My World of Shortages theme has in fact been an investing thesis of mine for a few years and will be for many years (decades) going forward. (although in the "long long run" I do expect technical innovation in many fields to help offset some of the shortages). Too many humans want to live like Americans... or at least like Brazilians or Italians (no one can quite consume like an American). And now more and more people have the means or are on the path to doing so within the next 3-10 years. I wrote last year in the blog, that it was the first year where more humans on this Earth resided in urban environments instead of rural. That trend should only continue slowly but surely. Unfortunately, even at current population levels, unless we continue having the same % of people living in morbidly poor conditions, the Earth will struggle to handle things. Human prosperity is ironically, not a good thing for Earth's natural resources. So we will compete, as peoples and nations for these resources - I still think water one day will be what oil is today. If you don't believe traditional wars will break out over these resource acquisitions (which is what most wars are in our history are based on - acquisition of property or resources) - then "economic" wars might be more up your alley. Essentially countries will be at odds with each other over these resources, and on a more granual level, the individual people of the US of A will be 'fighting' (economically) with people in many other countries for said resources. And with our structrual imbalances and reliance on other country's generosity in continuously buying our debt to keep us sustained, we don't appear to be heading into this multi decade "economic" war from a place of strength. More importantly, regardless of nationality, the "lower" and "middle" class across the globe will be competing with each other (on price) for these resources. Somehow I believe the upper crust in each country will somehow survive; I expect economic disparity to continue to grow within the vast majority of countries, continuing a trend of the past 10-15 years. And this will lead to more social strife within the countries. I believe this is already happening in the US....but its a slow erosion. When you cannot feed your family, you tend to get desperate. But I am open to (and hoping) I am completely wrong on this specific thesis.
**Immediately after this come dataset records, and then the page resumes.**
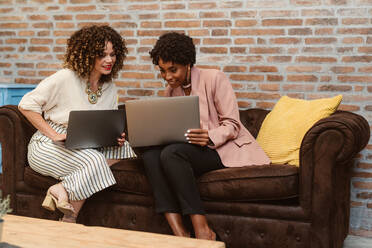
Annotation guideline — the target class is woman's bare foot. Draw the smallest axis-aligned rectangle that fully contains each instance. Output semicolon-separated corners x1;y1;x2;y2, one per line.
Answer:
48;183;75;214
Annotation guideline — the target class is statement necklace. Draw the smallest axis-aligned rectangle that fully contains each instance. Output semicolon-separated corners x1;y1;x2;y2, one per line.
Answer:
182;83;191;89
85;83;102;104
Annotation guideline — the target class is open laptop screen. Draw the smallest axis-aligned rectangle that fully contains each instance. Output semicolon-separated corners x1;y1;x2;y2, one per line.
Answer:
125;96;200;147
65;109;125;149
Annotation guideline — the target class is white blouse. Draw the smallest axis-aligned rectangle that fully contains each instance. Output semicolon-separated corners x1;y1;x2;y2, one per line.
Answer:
18;69;118;126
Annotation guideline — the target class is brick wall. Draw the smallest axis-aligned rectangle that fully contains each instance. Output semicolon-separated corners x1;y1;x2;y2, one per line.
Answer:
0;0;372;236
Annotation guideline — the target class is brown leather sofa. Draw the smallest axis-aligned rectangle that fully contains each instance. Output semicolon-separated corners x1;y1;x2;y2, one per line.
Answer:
0;105;370;248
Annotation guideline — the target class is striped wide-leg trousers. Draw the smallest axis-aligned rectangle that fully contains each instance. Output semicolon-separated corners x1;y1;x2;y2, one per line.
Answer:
27;122;136;201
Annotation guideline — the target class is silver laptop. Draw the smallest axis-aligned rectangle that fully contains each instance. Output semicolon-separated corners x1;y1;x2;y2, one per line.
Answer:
61;109;125;149
125;96;200;147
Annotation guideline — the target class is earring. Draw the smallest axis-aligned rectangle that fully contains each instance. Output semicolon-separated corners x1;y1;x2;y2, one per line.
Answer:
182;65;191;89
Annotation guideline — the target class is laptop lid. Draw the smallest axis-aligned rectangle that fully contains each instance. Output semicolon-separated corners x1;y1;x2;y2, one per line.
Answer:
125;96;200;147
65;109;125;149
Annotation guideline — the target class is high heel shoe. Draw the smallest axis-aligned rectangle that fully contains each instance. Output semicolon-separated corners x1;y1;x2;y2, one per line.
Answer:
213;231;222;241
41;189;75;215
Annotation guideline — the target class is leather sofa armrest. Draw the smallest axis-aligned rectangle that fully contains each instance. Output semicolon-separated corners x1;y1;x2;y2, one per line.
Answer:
299;111;370;242
0;105;36;200
300;111;370;169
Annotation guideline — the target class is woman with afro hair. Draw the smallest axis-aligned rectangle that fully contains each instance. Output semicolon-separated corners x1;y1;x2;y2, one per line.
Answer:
18;25;135;222
142;32;270;240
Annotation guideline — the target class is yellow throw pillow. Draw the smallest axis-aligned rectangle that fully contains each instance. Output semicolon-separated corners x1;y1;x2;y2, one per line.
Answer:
257;95;342;166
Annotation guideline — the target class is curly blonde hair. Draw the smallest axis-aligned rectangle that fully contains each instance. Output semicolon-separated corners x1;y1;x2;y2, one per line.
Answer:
63;25;128;83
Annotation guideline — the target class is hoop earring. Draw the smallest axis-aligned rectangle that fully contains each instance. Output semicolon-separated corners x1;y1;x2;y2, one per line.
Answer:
182;65;191;89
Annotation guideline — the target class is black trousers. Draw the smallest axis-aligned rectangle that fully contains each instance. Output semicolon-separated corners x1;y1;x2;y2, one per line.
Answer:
141;143;224;215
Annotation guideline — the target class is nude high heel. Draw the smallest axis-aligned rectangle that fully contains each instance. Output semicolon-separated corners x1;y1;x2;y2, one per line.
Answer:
41;190;57;211
41;189;75;215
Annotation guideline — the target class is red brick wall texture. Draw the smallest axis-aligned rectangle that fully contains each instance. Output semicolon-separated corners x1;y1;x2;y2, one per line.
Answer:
0;0;372;236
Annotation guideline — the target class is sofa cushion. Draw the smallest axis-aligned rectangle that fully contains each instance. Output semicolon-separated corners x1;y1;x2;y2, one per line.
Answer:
257;95;342;166
24;159;298;202
198;164;298;202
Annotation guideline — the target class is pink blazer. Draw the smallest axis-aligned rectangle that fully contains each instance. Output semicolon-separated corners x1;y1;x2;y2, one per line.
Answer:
165;67;270;167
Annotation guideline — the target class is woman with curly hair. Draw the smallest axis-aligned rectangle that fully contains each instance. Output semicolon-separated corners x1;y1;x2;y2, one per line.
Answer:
142;32;270;240
18;25;135;222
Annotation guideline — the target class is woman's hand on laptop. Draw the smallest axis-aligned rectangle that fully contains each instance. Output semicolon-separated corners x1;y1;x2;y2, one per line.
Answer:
51;133;66;146
185;129;209;146
51;133;66;142
118;132;125;146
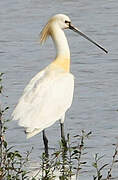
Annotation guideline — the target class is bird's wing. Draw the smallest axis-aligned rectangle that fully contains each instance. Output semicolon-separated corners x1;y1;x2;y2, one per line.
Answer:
13;67;74;136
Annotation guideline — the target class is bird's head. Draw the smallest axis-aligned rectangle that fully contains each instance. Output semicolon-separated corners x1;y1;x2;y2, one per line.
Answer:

But for our investing focus the game is to find the coming shortages, understand the powerful macro trends these shortages will generate, and get in before the herd. Eventually the masses will "discover it" (probably from a Wall Street Journal rticle), jump in with their leveraged unregulated pools of capital, drive the price up too far, cause havoc and volatility of unheard magnitude (if you only saw how boring fertilizer stocks used to trade), and corrections will happen along the way. CNBC will tout "the move" is over - and then we'll start on an new leg up a few weeks/months later. And so we should repeat for many many many years. But again, Commodities are Dead - Fox Business and CNBC told me so.


  • Now and then across the centuries, powerful voices have warned that human activity would overwhelm the earth's resources. The Cassandras always proved wrong. Each time, there were new resources to discover, new technologies to propel growth. Today the old fears are back.

  • Although a Malthusian catastrophe is not at hand, the resource constraints foreseen by the Club of Rome are more evident today than at any time since the 1972 publication of the think tank's famous book, "The Limits of Growth." Steady increases in the prices for oil, wheat, copper and other commodities -- some of which have set record highs this month -- are signs of a lasting shift in demand as yet unmatched by rising supply.

  • As the world grows more populous -- the United Nations projects eight billion people by 2025, up from 6.6 billion today -- it also is growing more prosperous. The average person is consuming more food, water, metal and power. Growing numbers of China's 1.3 billion people and India's 1.1 billion are stepping up to the middle class, adopting the high-protein diets, gasoline-fueled transport and electric gadgets that developed nations enjoy.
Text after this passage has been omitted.